Re: DON'T FEED THE PLANTS / o, audrey III - ▷killian◁ - 05-30-2018
"What the fuck is that thing?" Killian's voice wasn't mean, merely confused. He wasn't one for plants, much less ones that grew in a place like this. He scrambled over to the wall, crouching down to be able to peek over the edge of it as if he were much shorter than he really was. His huge ears were perked and angled towards the flytrap in a show of his full attention, eyes widened. He stared at it and wiggled forward to nudge at it with his nose, wagging his tail back and forth.
"Whatever it is, it's funky as hell, I like it."
"SPEECH"
▼o・ェ・o▼
Re: DON'T FEED THE PLANTS / o, audrey III - beck. - 05-31-2018
Beck was learning just how stubborn plants could be, despite the thriving foliage reclaiming their forest in a previous man-made wasteland already serving as a lesson. Audrey held fast, the only sign of motion being a subtle bob of its clamped leaves, or for lack of a better term, "head". Rows of fleshy spines aligned as zipper-like teeth seemed to smirk back at him, matching a mocking expression Beck himself was normally wearing. A feeble growl rattled in scratchy vocal chords, the poltergeist pulling one paw away from the bucket-pot to irritably rub at his eyes with the back of his shackled wrist. He was seeing things again, wasn't he? He thought he was doing better, or he thought he was trying to.
The samoyed's sudden arrival earned a violent flinch from the boy, bony shoulders jerking as if he expected an attacker to strike while he had been distracted. His paranoid stare glanced around wildly before noticing Morgan. Tensed apparition partially slackening, Beck gave a puff of stale air up towards his nose before his ears inclined forward to listen. "From the swamp," came the mumbled wheeze, Beck returning his attention to the fly trap as he continued out the side of his unscathed mouth, "This is Audrey III."
He was more than happy to relapse into silence, until three more familiar faces strolled up at the unexpected scene. Lantern-like eyes narrowed into an annoyed squint at the similar questions -- did he have to answer them again? It wasn't like it was their business to know everything he was doing, right? That was his job.

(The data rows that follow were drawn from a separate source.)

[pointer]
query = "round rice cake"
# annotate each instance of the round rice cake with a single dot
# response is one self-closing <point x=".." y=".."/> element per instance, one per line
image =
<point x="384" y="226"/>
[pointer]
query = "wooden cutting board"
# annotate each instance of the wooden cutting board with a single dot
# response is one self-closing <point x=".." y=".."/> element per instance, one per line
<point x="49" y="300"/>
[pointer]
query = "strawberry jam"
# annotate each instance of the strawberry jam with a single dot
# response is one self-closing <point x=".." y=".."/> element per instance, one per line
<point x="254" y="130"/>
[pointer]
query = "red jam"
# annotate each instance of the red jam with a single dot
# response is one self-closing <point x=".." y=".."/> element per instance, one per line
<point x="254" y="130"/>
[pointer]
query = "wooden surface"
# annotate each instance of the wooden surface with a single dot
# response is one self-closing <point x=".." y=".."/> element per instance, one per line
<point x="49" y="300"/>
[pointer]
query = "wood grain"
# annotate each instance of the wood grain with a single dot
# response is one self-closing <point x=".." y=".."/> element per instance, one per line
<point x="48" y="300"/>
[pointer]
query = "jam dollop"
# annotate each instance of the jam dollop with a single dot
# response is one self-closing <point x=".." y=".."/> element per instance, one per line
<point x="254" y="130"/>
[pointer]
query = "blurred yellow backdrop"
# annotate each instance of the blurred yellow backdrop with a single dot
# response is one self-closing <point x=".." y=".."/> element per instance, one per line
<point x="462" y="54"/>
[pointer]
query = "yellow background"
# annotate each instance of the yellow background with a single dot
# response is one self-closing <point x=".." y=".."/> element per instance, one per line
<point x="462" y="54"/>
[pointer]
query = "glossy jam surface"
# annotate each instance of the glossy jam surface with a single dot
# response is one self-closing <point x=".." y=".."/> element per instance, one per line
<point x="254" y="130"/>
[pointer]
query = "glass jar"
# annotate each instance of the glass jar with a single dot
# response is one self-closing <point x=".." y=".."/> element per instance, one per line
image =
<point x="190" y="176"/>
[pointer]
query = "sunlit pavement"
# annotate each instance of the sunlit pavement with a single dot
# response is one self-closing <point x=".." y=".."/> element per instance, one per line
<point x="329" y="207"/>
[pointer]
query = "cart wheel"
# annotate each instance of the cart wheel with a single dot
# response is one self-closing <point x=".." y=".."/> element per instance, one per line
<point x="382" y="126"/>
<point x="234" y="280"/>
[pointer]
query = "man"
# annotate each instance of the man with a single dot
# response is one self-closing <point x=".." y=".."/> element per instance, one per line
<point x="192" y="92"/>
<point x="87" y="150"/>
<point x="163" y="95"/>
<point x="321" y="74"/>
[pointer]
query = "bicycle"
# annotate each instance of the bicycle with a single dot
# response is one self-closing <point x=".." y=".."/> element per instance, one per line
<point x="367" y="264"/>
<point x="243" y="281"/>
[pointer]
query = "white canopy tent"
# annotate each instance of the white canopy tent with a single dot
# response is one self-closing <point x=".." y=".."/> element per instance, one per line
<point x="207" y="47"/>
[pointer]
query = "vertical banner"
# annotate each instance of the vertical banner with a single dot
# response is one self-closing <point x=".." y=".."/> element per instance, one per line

Despite his agitation, the mangy feline remained expressionless, one arm shifting off the brick wall to restlessly swing over the side. "Like I said, this is Audrey," Beck grumbled back, his gaze never leaving the plant to greet them. He wasn't sure who exactly was around him now, their mingling scents enough to confuse his distracted nose, but based on their voices, he could assume it was Amunet and Killian, plus the heavy scent of burnt charcoal in the air informed him of Fenrisulfr's presence. "I saw 'em move, like, really move," the entity explained, although his hushed words seemed more like he was attempting to assure himself rather than relate his own experience. His unbroken staring match with Audrey inevitably paid off; a scraggly vine offered a faint, blink-and-you'll-miss-it twitch of its tapered end, a cheeky little wave to its growing audience. The gesture failed to go unnoticed by the alert poltergeist, immediately perking up with a victorious sneer and crowed out, "See? It moved!" A freezing paw accusingly pointed at the dangling vine, and he turned to the others with a pleading look, expecting them to deny the observation and confirm his fears.
[align=center] »――➤
Re: DON'T FEED THE PLANTS / o, audrey III - Morgan - 06-01-2018
Morgan did not miss the minuscule movement, nearly jumping at the plant's quickness. "Moved," it agreed, looking back and forth between its fellow Tanglers to confirm. The samoyed waved back at the little plant, awkwardly moving its paw around in a small circle. "What will you do with Audrey III?" it inquired, turning back to stare at Beck.